OREANDA-NEWS. April 11, 2016. The SEB Retirement Readiness Survey indicates that nearly two-thirds of current Estonian pensioners do not feel financially secure and that just 35% are able to reduce their spending if needed. In the assessment of nearly half the respondents, it is difficult to cope with a decrease in income upon retirement.

“The average pension of the pensioners that completed the survey is almost two times less than their previous income. This change in their financial situation prompts a review of and adjustments to their current living arrangements,” said Indrek Holst, Chairman of the Management Board at SEB Elu- ja Pensionikindlustus.

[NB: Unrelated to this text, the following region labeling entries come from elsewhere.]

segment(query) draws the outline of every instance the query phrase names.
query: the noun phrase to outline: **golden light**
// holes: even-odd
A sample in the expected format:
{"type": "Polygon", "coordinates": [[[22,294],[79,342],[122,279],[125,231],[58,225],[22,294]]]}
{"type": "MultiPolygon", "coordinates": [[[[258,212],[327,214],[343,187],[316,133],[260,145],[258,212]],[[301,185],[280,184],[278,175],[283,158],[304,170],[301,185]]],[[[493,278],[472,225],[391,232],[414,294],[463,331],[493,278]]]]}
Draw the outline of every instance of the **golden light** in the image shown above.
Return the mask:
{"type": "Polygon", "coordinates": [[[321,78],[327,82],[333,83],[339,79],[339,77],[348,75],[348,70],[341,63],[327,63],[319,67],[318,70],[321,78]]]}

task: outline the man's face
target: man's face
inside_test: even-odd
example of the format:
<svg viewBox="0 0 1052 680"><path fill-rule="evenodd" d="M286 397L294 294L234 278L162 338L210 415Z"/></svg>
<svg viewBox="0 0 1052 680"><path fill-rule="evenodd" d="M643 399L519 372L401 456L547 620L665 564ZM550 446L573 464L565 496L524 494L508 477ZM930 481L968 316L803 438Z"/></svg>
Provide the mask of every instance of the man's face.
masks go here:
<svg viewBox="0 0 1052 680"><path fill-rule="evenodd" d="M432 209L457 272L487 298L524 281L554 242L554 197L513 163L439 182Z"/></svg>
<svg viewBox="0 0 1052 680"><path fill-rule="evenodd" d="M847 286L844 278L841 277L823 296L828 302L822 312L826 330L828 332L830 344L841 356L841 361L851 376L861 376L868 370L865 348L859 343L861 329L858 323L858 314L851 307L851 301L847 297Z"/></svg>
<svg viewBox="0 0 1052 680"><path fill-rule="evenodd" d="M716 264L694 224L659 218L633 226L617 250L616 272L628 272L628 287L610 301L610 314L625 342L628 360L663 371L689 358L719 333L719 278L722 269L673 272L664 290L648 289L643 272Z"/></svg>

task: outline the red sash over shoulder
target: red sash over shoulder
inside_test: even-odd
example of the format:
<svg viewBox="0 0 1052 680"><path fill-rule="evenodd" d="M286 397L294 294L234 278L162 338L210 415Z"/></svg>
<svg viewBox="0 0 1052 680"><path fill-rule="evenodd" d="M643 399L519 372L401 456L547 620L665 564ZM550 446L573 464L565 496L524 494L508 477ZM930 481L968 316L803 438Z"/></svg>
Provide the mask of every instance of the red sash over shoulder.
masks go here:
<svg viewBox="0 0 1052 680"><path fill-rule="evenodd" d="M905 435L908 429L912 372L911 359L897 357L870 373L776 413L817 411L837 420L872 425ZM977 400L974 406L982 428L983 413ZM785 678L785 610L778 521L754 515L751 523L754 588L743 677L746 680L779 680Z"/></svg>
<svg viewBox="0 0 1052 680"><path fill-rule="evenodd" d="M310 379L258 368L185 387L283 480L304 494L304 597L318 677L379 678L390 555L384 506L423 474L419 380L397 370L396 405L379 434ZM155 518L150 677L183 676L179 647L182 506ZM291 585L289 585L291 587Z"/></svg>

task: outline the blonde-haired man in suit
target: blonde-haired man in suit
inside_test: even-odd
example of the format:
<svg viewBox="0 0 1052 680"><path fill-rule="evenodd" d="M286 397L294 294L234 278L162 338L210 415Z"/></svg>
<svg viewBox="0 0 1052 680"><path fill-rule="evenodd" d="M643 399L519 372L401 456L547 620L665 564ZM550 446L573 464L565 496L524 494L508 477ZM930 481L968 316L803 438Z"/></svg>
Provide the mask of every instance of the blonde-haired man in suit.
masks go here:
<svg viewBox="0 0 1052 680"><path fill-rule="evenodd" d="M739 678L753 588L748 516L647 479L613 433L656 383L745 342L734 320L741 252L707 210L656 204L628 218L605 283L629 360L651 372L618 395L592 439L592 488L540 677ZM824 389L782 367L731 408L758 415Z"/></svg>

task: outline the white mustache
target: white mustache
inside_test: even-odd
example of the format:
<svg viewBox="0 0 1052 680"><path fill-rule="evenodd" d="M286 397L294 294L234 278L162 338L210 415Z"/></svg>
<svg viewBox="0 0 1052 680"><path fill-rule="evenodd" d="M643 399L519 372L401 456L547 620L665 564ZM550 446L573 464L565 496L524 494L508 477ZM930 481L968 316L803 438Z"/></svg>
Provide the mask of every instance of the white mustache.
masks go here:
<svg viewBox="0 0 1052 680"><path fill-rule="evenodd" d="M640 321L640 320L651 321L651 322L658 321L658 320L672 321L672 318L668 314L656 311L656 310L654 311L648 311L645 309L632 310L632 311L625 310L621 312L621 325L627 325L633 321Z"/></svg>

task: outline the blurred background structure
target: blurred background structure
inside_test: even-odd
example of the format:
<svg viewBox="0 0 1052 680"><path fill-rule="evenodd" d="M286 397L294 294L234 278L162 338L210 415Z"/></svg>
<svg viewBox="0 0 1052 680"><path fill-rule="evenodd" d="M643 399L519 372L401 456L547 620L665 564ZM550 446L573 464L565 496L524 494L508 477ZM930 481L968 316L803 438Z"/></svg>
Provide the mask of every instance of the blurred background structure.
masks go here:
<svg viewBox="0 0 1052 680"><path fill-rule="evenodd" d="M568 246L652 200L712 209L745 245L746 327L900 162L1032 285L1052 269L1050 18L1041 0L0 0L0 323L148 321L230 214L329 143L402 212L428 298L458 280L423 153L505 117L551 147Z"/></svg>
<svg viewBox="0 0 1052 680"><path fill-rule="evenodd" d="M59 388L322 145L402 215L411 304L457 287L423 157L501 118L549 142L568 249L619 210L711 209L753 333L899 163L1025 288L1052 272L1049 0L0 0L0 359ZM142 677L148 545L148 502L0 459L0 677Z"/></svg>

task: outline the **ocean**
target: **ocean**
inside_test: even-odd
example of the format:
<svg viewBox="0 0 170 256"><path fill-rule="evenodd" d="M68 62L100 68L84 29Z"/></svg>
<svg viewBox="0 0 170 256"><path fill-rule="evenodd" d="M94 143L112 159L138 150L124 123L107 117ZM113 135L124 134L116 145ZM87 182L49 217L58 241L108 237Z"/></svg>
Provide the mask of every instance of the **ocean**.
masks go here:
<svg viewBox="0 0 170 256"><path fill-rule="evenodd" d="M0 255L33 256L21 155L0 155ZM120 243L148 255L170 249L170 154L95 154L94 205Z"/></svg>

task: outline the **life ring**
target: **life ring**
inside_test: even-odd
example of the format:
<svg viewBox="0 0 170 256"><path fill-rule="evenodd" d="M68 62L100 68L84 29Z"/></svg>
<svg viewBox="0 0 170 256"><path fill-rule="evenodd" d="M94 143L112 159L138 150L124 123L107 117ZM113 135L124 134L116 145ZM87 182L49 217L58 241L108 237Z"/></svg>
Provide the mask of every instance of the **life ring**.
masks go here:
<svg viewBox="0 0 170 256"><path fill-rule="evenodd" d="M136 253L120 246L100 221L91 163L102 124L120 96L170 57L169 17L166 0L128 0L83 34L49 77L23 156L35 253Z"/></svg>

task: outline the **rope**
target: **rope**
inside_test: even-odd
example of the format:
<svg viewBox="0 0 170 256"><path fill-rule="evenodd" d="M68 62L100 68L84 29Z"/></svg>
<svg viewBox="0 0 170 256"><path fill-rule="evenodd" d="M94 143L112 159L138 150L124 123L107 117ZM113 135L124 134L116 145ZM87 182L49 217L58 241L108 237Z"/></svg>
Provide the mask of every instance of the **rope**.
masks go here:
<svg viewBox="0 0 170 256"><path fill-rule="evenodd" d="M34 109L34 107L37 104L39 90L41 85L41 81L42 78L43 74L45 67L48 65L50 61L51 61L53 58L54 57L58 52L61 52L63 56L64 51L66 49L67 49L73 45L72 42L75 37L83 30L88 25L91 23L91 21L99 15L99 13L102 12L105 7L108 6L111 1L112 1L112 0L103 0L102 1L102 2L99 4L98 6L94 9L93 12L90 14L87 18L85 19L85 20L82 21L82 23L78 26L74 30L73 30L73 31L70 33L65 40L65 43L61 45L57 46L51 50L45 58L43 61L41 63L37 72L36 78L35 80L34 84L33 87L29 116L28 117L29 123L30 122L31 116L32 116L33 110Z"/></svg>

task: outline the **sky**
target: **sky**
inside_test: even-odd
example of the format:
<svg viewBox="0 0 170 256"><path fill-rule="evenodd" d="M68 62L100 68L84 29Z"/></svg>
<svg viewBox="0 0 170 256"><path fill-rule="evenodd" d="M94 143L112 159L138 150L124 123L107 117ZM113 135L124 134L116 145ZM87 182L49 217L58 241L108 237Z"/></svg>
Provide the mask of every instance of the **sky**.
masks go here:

Among current Estonian pensioners, 66% were aware before retirement that their income would change in their old age. Nearly a quarter of the respondents admitted that they should have saved more before retiring, as doing so had also been feasible financially.

“Instead of the usual 30 to 40 years, the current pensioners have been accumulating their pensions for a little over ten years; as a result, the impact of the second pension pillar on their retirement pension tends to be modest. Based on the average indicators, pension-age people have accumulated more than EUR 8800 in their second pillar accounts. At first, the amount may seem high; however, once distributed over, for example, 15 to 20 years, the monthly disbursement from the second pillar is nearly EUR 50. Of course, these proportions will change in the future. If the Estonian average wage earner, who has been saving pension money since the establishment of the second pillar in 2002 retires in 2037, this person will have saved as much as nearly EUR 60,000,” Holst added.

Reasons for saving additional funds for pension

The two main reasons prompting people to save additional funds for retirement are the poor financial situation of current pensioners and the nearing of retirement age.

“Looking at the financial situation of current pensioners, there is a realisation that additional money should be saved for one’s retirement; however, few take any actual steps towards doing so. The approach of retirement age is the strongest motivator for saving for pension; however, if saving is begun too late, the savings period may end up being too short,” Holst remarked.

* The data cited draws on SEB’s retirement readiness survey, conducted in cooperation with the market research company TNS for the second consecutive year in all three Baltic States. The survey was conducted in October 2015, with a total of 1700 private individuals participating.